11. The system according to claim 8, wherein the taxonomy construction module is further configured to assign scores to a given pair of nodes, each pair of nodes being selected from the plurality of nodes and the root node or the node of a previously added subtree the taxonomy and wherein based on the assigned scores, it is determined that the given pair of nodes is similar when the assigned score is higher than a predefined threshold.
12. The system according to claim 8, wherein the taxonomy construction module uses a cosine similarity between each pair of nodes.
13. The system according to claim 1, wherein the set of modules use machine learning algorithms, and are trained using at least one of: unsupervised learning techniques, semi-supervised learning techniques, supervised learning techniques.
14. The system according to claim 1, wherein the data sample is received from the database arrangement based on a user query received via a computing device associated with a user.
15. The system according to claim 14, further comprising an interface module configured to provide the induced taxonomy on the computing device associated with a user.
16. A system for inference classification of a raw data using an induced taxonomy which has been induced by the system as in claim 1, the system comprising a processing arrangement comprising a classification module configured to
map the induced taxonomy to a set of label configuration objects, wherein each label configuration object corresponds to a label in the induced taxonomy; and
classify the raw data using the set of label configuration objects derived from the mapped induced taxonomy.
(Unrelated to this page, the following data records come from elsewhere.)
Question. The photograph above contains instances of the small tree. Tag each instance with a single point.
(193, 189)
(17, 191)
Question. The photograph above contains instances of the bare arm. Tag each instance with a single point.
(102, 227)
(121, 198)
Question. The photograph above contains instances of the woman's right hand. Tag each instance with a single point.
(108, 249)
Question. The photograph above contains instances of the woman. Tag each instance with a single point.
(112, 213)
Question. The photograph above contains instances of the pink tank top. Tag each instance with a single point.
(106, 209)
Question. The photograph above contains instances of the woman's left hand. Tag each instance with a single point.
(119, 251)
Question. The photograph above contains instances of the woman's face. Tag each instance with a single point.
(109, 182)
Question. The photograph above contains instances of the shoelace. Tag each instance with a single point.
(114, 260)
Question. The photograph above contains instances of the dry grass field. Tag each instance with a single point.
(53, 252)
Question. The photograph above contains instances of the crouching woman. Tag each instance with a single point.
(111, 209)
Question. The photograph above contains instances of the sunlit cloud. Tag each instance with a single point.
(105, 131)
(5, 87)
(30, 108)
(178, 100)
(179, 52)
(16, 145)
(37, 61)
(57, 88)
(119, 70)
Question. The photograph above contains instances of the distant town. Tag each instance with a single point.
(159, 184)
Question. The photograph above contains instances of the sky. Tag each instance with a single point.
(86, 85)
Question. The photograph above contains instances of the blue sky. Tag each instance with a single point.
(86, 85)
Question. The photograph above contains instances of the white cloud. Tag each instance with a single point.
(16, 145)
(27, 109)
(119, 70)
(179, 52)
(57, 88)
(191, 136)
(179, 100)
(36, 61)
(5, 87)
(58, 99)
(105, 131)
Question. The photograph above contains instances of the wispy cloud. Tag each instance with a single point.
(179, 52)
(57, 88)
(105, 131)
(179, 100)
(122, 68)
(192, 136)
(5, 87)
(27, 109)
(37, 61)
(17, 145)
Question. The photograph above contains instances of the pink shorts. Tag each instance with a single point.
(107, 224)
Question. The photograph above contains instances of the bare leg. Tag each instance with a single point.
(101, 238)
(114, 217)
17. The system according to claim 16, wherein the classification module is pre-trained on natural language inference (NLI) model to label the raw data according to the set of label configuration objects
18. The system according to claim 16, wherein the processing arrangement further comprises a pre-trained transformer language model configured to perform a multi-label text classification of a first data according to the classified raw data, wherein the first data is received after classification of the raw data
19. The system according to claim 18, wherein the pre-trained transformer language model is configured to predict scores for each of the set of label configuration objects corresponding to the first data, simultaneously.
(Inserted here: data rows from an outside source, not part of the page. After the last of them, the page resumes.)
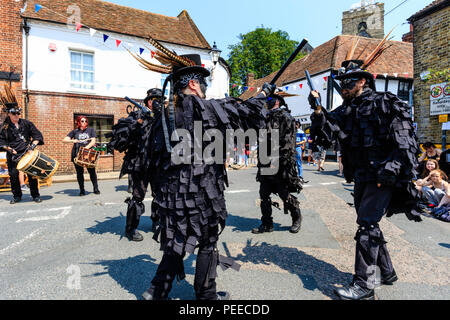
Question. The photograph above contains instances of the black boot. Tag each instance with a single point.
(262, 228)
(153, 294)
(296, 223)
(223, 295)
(390, 279)
(134, 235)
(37, 199)
(15, 200)
(355, 292)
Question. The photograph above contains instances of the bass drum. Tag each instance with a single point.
(37, 164)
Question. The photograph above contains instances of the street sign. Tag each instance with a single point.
(439, 99)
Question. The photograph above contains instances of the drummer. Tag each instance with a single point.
(83, 136)
(16, 136)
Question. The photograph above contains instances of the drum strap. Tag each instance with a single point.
(5, 127)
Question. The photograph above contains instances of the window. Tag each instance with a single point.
(163, 79)
(403, 90)
(102, 125)
(81, 70)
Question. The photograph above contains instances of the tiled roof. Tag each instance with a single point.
(429, 9)
(105, 16)
(398, 58)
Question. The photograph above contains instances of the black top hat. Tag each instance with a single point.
(272, 99)
(12, 107)
(198, 68)
(154, 93)
(352, 69)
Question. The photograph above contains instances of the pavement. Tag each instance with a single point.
(71, 247)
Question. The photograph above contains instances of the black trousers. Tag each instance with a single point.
(291, 203)
(172, 266)
(80, 177)
(15, 182)
(136, 206)
(372, 259)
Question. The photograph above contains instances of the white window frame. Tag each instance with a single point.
(82, 84)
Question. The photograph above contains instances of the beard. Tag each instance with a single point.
(203, 90)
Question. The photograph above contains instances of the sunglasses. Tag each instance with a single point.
(348, 83)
20. A computer-implemented method for inducing a taxonomy based on a data sample from a database arrangement, the database arrangement comprising a plurality of data records wherein each of the plurality of data records is associated with at least one concept, the method comprising using a processing arrangement communicably coupled to the database arrangement, for
segmenting, using a segmentation module, the data sample into ontological segments
clustering, using a clustering module, the ontological segments into ontological clusters, wherein each ontological cluster is classified as a generic cluster or a specific cluster represents a singular concept;
generating, using a subtree generation module using at least one large language model (LLM), at least one subtree for each ontological cluster, wherein each subtree has at least one of: a parent node and a leaf node, and wherein each node is indicative of concept data; and
inducing, using a taxonomy construction module, the taxonomy comprising a root node and a combination of the subtrees,
and optionally, wherein the method further comprises configuring the processing arrangement for inference classification of a raw data using the induced taxonomy, wherein the processing arrangement comprises a classification module for:
mapping the induced taxonomy to a set of label configuration objects wherein each label configuration object corresponds to a label in the induced taxonomy; and
classifying the raw data using the set of label configuration objects derived from the mapped induced taxonomy.
21. A non-transitory computer-readable storage media having computer-readable instructions stored thereon, the computer-readable instructions being executable by a processor comprising processing hardware to execute a method of claim 20.